Although grain-free dog food has become a very popular trend for today’s pet parents, it may not be the right option for every dog. In fact, some studies even conclude these kinds of “boutique” diets as risky.
It’s important to note that what works for one dog may not work for your dog. In most cases, whole grains (if they contain the entire grain kernel) are good, quality carbohydrate sources. Packed with fiber, vitamin B, and important minerals like magnesium, iron, and selenium, grains aren’t always the enemy.
The problem often arises when grains are mass-produced and packed with highly-processed kibble. The result? Milled “refined” grains that have been stripped of their nutritious fiber, iron, and vitamins. Therefore, choosing the right source is extremely important. Some high-quality examples include whole wheat, bulgur, oatmeal, cornmeal, brown rice, buckwheat, barley, rye, amaranth, millet, and quinoa.
Vegetable Diet for Dogs
If you choose to feed grain-free meals to your dog, vegetables are also an excellent source of carbohydrates. But, dogs tend to be a lot like little kids when it comes to vegetables. Just like kids, some dogs might need a little enticement to get started on them.
Cooked potatoes and sweet potatoes are a great way to add carbohydrates to your dog’s diet, with the added benefit of minerals and fiber. If you opt for cruciferous vegetables, such as broccoli, cauliflower, and cabbage, consider steaming or boiling them to make them easier to digest.
As a side note, never feed your dog onions or garlic as they can be toxic in all forms: cooked, raw, and even powder.
The earlier you can introduce fruit to your dog, the easier it will be for him to love it. Some reliable fruit favorites for dogs tend to be apples, bananas, cantaloupe, and watermelon. Increasing phytonutrients via superfoods, such as blueberries, can help them ward off disease and keep that fuzzy body functioning optimally.
Teaching your dog new tricks? Opt for antioxidant-rich blueberries instead of store-bought treats.
If your pet seems uncertain at first, don’t give up; simply try serving the fruit another way. For example, try peeling off the skin of the apple or put the banana in a fun recipe (see below).
Just be aware, in the same way that chocolate is toxic to dogs, some fruits are too. Steer clear of fruits such as cherries, grapes, and avocados, which can be potentially toxic to dogs.

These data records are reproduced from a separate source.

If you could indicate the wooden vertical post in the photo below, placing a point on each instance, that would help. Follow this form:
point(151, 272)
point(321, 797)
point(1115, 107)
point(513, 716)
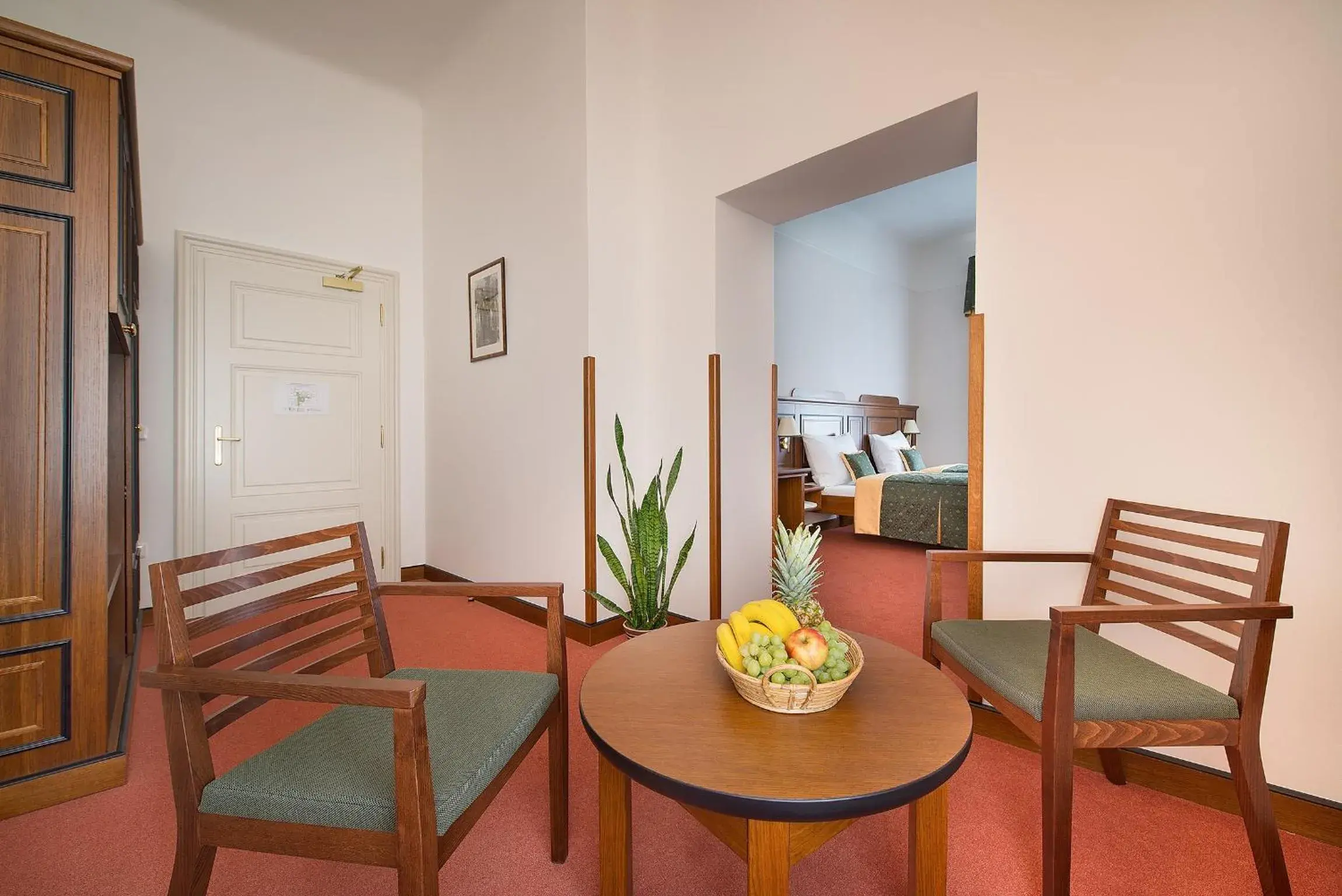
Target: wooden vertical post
point(590, 486)
point(976, 463)
point(714, 486)
point(773, 464)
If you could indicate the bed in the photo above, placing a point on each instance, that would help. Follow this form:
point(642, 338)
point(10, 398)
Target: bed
point(926, 508)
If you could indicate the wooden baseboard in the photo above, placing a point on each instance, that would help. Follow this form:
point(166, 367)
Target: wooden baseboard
point(1295, 812)
point(59, 785)
point(576, 629)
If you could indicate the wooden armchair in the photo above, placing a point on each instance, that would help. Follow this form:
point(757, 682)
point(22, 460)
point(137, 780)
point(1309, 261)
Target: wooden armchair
point(398, 773)
point(1066, 687)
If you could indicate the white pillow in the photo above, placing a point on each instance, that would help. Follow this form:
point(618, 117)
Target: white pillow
point(885, 453)
point(824, 456)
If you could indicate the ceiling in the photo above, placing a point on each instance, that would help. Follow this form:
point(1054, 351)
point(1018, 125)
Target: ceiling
point(925, 209)
point(394, 42)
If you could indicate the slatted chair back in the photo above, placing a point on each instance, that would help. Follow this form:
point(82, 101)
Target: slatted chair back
point(324, 604)
point(1157, 556)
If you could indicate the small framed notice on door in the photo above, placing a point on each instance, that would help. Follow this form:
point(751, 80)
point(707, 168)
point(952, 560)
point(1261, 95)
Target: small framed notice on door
point(302, 397)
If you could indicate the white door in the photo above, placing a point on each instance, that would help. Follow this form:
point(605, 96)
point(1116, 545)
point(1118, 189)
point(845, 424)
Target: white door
point(295, 400)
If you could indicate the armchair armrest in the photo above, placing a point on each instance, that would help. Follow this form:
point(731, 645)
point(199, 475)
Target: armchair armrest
point(398, 694)
point(932, 597)
point(1015, 557)
point(1169, 613)
point(474, 589)
point(556, 660)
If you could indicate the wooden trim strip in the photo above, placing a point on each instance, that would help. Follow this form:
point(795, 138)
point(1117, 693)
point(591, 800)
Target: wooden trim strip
point(1223, 545)
point(714, 486)
point(68, 47)
point(1105, 584)
point(1211, 568)
point(61, 785)
point(207, 624)
point(590, 487)
point(1172, 581)
point(265, 577)
point(247, 552)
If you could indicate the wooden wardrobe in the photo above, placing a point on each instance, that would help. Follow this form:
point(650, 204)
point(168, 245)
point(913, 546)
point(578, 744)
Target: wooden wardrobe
point(69, 357)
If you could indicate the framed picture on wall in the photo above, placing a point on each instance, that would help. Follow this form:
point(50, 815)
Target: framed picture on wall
point(485, 299)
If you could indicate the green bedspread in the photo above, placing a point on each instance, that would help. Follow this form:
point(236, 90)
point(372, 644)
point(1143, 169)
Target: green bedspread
point(929, 509)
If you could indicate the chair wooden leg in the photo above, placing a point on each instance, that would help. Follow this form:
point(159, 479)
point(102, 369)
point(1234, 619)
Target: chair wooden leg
point(416, 817)
point(192, 867)
point(1055, 753)
point(560, 789)
point(1058, 821)
point(1256, 808)
point(1112, 761)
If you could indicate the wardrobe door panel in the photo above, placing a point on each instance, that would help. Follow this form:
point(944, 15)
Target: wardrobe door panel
point(34, 298)
point(35, 131)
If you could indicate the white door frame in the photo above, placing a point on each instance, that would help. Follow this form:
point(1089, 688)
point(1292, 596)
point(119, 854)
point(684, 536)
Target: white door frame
point(191, 383)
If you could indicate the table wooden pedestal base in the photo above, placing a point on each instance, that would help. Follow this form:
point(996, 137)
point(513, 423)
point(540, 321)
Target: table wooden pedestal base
point(769, 848)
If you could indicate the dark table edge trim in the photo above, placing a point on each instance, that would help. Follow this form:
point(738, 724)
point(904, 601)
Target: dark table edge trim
point(776, 809)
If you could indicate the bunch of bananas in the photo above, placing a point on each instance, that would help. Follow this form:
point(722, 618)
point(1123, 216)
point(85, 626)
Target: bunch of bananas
point(769, 619)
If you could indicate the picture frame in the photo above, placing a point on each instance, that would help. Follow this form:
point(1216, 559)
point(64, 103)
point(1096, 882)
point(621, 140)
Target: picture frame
point(486, 307)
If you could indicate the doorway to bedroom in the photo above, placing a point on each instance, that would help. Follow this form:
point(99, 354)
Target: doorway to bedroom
point(871, 345)
point(842, 286)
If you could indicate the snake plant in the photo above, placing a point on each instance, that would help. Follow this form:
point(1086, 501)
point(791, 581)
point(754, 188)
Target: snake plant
point(646, 537)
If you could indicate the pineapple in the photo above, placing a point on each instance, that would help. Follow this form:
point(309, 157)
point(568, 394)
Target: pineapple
point(796, 572)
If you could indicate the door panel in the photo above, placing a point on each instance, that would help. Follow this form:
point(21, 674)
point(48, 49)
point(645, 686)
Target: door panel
point(293, 379)
point(31, 686)
point(35, 131)
point(33, 263)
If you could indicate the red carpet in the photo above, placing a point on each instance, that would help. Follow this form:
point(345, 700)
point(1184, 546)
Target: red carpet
point(1129, 840)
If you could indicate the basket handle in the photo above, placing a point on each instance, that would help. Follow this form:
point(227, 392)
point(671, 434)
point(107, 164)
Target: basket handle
point(811, 686)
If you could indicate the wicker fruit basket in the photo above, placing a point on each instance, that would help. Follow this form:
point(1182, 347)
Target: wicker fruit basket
point(795, 699)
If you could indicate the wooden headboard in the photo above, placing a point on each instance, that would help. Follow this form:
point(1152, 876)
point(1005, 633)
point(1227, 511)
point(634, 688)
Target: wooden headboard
point(878, 415)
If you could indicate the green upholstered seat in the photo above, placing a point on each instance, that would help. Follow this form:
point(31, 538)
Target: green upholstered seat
point(339, 771)
point(1112, 682)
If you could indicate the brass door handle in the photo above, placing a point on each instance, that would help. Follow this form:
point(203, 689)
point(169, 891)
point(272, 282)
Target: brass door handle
point(219, 444)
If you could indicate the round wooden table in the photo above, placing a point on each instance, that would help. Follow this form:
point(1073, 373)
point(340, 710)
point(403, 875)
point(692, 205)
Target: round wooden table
point(772, 786)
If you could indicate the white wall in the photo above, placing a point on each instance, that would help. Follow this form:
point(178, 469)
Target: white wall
point(1156, 235)
point(940, 346)
point(244, 141)
point(840, 324)
point(505, 153)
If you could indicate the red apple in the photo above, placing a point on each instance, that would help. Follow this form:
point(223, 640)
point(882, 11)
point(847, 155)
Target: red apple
point(808, 648)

“Gone Banana for MYOS” Dog Treat Recipe
Bananas make a quick snack or meal for your dog. Try this recipe at home:
“Gone Banana for MYOS”
Peel and slice banana
In a bowl, mix sliced banana and unsweetened yogurt
Sprinkle with Fortetropin
Serve to Spot!
Make sure you use a bowl that you don’t mind him licking clean; he’ll want to get every last drop!

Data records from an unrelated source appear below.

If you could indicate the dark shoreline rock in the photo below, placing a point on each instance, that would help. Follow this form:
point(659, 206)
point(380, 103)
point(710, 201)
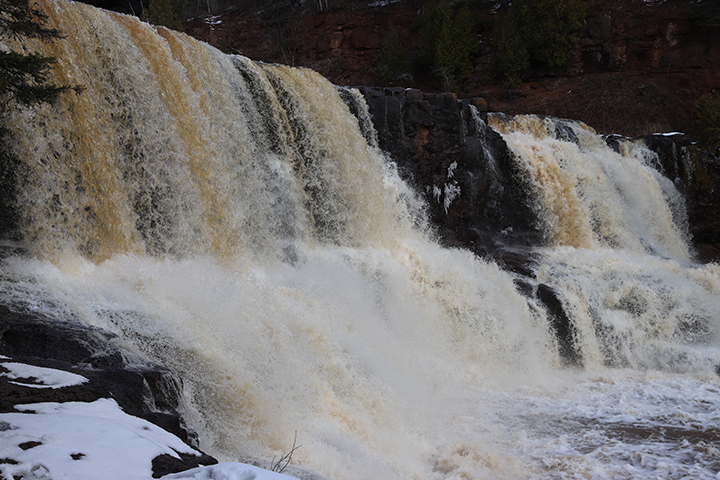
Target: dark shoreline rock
point(141, 388)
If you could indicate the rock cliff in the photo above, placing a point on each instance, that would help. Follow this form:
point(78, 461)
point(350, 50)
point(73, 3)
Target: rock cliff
point(637, 68)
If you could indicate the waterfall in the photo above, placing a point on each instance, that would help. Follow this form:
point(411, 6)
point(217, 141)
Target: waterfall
point(236, 222)
point(617, 247)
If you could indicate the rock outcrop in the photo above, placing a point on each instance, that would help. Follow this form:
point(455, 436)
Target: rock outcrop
point(140, 388)
point(637, 68)
point(445, 150)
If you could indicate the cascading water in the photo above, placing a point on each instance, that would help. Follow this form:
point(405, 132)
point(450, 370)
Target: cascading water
point(233, 221)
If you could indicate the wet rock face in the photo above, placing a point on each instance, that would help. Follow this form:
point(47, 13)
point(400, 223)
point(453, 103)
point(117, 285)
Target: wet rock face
point(445, 150)
point(696, 174)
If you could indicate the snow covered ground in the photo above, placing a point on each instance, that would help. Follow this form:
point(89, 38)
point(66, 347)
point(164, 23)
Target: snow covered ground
point(91, 441)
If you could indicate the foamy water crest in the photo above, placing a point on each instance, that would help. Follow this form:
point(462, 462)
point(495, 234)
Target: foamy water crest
point(234, 222)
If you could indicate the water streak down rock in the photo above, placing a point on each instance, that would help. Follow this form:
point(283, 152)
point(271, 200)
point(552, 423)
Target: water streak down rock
point(444, 148)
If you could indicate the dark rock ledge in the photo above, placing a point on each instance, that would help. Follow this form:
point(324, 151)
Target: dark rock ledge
point(140, 388)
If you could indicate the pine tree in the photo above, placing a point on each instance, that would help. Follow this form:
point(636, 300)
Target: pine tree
point(162, 12)
point(24, 77)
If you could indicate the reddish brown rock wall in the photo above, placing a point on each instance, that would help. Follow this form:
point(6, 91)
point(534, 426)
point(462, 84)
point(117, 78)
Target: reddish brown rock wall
point(637, 69)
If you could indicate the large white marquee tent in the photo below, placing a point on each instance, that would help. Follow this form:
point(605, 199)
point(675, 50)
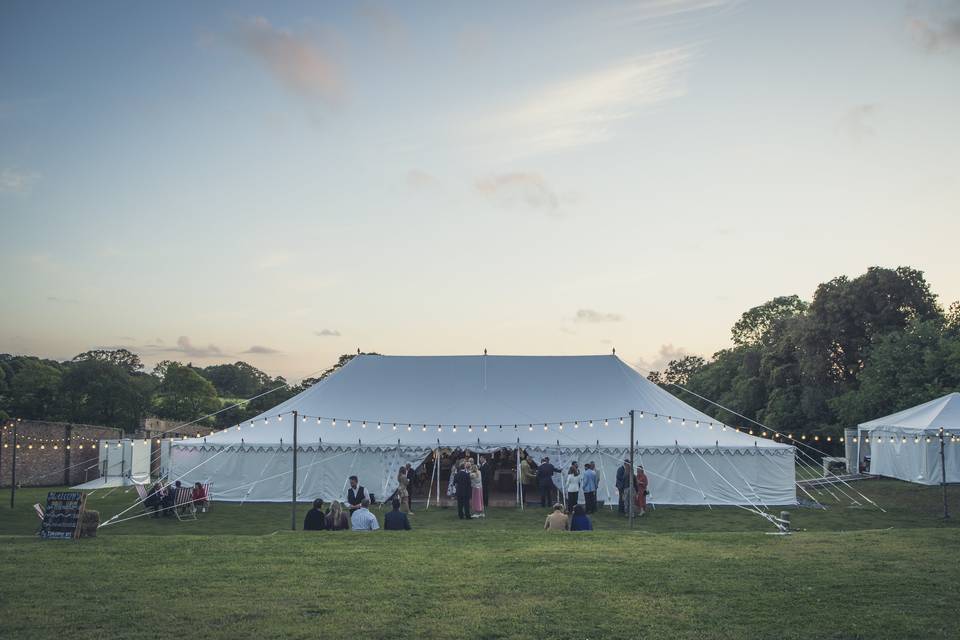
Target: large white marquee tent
point(379, 412)
point(906, 444)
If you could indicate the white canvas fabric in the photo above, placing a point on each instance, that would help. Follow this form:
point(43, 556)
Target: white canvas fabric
point(912, 461)
point(121, 463)
point(378, 412)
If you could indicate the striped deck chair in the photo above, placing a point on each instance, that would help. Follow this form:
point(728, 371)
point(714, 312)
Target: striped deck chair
point(183, 506)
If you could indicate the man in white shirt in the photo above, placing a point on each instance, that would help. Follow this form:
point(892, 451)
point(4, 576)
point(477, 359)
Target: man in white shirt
point(362, 519)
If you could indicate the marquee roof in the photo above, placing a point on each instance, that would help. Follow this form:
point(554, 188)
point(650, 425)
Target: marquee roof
point(927, 417)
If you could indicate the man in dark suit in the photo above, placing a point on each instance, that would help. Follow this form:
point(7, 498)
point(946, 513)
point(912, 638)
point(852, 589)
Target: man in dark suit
point(486, 479)
point(461, 481)
point(545, 482)
point(396, 520)
point(355, 494)
point(625, 482)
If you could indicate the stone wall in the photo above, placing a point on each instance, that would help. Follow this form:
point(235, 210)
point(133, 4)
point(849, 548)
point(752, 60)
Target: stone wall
point(52, 453)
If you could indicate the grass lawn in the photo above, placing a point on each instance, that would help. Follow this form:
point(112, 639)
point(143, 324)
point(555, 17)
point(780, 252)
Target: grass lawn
point(680, 573)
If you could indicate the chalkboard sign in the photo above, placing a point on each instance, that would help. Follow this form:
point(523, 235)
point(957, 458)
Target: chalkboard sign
point(61, 518)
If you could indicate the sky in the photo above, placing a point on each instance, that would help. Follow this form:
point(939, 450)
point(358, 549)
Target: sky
point(282, 183)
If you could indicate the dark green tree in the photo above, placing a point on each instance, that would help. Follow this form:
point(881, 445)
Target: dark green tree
point(129, 362)
point(185, 395)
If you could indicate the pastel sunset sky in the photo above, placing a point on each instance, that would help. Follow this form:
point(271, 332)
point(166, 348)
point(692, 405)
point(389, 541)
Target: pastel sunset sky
point(285, 182)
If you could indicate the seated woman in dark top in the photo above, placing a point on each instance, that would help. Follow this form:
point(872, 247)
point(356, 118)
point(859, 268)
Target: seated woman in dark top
point(316, 519)
point(337, 520)
point(580, 520)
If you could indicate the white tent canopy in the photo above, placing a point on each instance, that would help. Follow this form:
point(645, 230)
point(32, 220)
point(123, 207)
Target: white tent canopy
point(378, 412)
point(915, 460)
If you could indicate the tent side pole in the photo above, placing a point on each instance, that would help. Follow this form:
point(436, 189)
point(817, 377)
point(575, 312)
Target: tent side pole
point(632, 471)
point(943, 476)
point(293, 494)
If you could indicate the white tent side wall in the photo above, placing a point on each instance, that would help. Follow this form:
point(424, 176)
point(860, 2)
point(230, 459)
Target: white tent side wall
point(677, 476)
point(917, 462)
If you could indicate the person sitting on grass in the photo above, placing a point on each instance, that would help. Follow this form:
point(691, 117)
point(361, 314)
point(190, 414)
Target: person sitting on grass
point(337, 520)
point(556, 521)
point(580, 520)
point(170, 499)
point(316, 519)
point(362, 519)
point(396, 520)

What’s Good For You Is Good for Your Dog
It’s true. What’s good for you is (in most cases) likely to be good for your dog. Give your dog the benefits of a natural diet that contains as many immune-boosting nutrients as possible while reducing his consumption of toxic ingredients.
Your dog’s longevity depends on what you put in his dish. Give him the best.
Your dog's nutrition is important for a healthy & happy life. But, keep in mind that when you introduce any new food into your pet’s diet, it may cause an upset stomach. Pet owners should always gradually introduce any new food to your pet’s diet and be cautious to only introduce one new food at a time to help identify any adverse reactions.